9-PR sample only. Phase 3 covered iteration-cost regimes (1 to 22 commits) but not every audience slice. Known limitation; revisit if a counter-example surfaces.
Review-driven phases not modelled as schema enum. rebase_fix, address_review_thread, regenerate_artefacts are real patterns in commit history but already captured by discovery_followups, review_rounds, and step-level outcome. Adding enum values would invite mechanical tagging.
No content_churn flag. PR #579 is the single observation; one data point is not a pattern. Revisit if a second example surfaces.
Rejected schema additions (from the schema-review wave). effort: 1-5 step scoring (subjective, rots across authors; pain signal already at PR level); separate reason: field per step (overlaps with extract:); step-reuse tracking as schema field (reframed as aggregator metric).
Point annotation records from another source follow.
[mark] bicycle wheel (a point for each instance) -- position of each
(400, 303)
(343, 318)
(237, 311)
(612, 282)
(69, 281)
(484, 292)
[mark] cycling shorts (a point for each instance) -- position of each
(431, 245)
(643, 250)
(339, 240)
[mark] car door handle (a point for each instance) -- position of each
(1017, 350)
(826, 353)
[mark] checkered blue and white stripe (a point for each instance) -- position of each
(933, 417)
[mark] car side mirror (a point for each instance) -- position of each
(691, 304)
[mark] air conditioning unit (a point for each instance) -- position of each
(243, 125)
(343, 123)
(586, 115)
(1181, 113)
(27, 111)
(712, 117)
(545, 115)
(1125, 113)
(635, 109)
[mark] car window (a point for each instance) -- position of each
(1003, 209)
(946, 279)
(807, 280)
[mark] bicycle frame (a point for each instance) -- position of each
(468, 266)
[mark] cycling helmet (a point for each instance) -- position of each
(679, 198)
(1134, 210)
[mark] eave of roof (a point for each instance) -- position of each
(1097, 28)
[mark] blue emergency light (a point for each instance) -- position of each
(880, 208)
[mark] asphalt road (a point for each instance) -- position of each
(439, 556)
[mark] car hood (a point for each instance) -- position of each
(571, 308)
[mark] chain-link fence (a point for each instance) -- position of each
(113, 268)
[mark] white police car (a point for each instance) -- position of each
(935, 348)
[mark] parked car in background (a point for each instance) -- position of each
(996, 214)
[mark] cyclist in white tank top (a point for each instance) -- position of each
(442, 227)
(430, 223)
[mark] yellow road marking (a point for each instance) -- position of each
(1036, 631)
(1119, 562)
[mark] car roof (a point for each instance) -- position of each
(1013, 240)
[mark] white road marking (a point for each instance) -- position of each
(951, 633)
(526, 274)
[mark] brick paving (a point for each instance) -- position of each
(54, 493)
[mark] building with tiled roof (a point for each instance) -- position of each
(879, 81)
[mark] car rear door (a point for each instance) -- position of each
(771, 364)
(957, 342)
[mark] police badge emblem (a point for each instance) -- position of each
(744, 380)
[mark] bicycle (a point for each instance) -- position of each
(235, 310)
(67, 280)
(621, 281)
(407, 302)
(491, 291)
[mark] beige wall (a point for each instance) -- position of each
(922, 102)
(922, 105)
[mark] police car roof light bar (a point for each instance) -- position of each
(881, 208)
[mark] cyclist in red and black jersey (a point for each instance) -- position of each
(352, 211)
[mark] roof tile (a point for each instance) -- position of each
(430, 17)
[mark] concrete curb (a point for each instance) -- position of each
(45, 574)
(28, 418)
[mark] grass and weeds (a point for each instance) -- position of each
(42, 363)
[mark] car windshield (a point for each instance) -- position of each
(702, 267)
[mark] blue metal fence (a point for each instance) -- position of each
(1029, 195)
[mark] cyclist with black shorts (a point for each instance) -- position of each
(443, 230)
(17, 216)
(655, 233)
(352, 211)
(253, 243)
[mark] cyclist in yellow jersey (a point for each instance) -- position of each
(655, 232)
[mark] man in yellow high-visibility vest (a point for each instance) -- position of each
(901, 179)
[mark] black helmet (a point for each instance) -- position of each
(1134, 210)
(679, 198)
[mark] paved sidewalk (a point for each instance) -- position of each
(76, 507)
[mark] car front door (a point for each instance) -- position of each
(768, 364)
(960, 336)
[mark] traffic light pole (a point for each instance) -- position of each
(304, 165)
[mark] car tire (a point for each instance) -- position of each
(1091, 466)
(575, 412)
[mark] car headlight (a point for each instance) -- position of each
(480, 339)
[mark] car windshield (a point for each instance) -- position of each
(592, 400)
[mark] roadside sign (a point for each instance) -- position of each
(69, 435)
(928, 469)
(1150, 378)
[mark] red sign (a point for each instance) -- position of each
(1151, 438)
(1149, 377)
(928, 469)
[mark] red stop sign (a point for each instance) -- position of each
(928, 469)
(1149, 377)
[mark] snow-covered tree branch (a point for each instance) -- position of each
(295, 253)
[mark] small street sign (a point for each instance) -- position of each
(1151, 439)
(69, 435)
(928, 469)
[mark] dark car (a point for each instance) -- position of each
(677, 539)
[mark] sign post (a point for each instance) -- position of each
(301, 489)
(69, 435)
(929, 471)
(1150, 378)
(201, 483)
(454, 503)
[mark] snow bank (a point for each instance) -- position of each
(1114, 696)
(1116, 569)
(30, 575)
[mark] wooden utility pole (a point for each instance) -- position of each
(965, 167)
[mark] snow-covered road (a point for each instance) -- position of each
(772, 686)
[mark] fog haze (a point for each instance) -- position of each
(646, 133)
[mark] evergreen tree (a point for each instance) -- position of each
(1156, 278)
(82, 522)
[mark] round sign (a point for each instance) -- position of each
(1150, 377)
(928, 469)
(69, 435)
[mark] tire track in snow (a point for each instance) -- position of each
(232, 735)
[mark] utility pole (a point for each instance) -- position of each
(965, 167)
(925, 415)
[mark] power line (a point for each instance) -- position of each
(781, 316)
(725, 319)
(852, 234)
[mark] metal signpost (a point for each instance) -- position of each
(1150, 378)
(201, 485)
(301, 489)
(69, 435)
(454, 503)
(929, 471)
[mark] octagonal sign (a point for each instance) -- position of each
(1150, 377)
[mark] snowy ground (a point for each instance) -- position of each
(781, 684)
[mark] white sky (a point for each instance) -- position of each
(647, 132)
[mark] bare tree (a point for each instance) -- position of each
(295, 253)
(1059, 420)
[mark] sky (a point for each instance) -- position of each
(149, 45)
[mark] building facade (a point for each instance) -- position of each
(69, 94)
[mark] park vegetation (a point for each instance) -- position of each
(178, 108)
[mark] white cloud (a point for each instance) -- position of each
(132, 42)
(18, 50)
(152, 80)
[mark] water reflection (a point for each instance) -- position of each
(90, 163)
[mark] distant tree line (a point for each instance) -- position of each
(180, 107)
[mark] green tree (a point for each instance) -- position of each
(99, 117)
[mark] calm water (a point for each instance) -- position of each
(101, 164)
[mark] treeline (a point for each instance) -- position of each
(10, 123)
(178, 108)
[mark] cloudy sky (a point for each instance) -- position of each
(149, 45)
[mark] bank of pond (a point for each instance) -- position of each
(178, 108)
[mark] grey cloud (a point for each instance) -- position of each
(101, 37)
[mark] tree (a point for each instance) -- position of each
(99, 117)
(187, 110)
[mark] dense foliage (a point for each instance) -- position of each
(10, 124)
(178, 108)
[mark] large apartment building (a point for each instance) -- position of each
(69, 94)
All three covered structurally by the fields that did ship.
Phase 1 and 2 aggregator scripts not retained. The scripts that produced this doc's distributions were prototyped under tmp/ and discarded; a future revisit will need to re-derive them from the trace data. Acceptable cost because the trace data is stable and the headline findings are anchored in PR-level evidence (§ 2.3) rather than in the aggregator output.

4.5 Method provenance¶

All evidence derives from:

39 trace files under sdd/traces/ (committed in PR #608 and the per-item follow-ups: BK-176, BK-179, BK-184, BK-187, BK-188–190, BUG-182, BUG-186–194, ID-175–178).
Merged PRs #579, #582, #590, #591, #592, #597, #604, #606, #607 fetched via gh pr view --json files,commits,reviews.
sdd/BACKLOG-DONE.md § Unreleased for the audience-taxonomy derivation.

Phase 1 and 2 aggregator scripts were prototyped under tmp/ during the investigation; they are not retained because the findings they produced are now in this doc and the trace data is stable enough for re-derivation.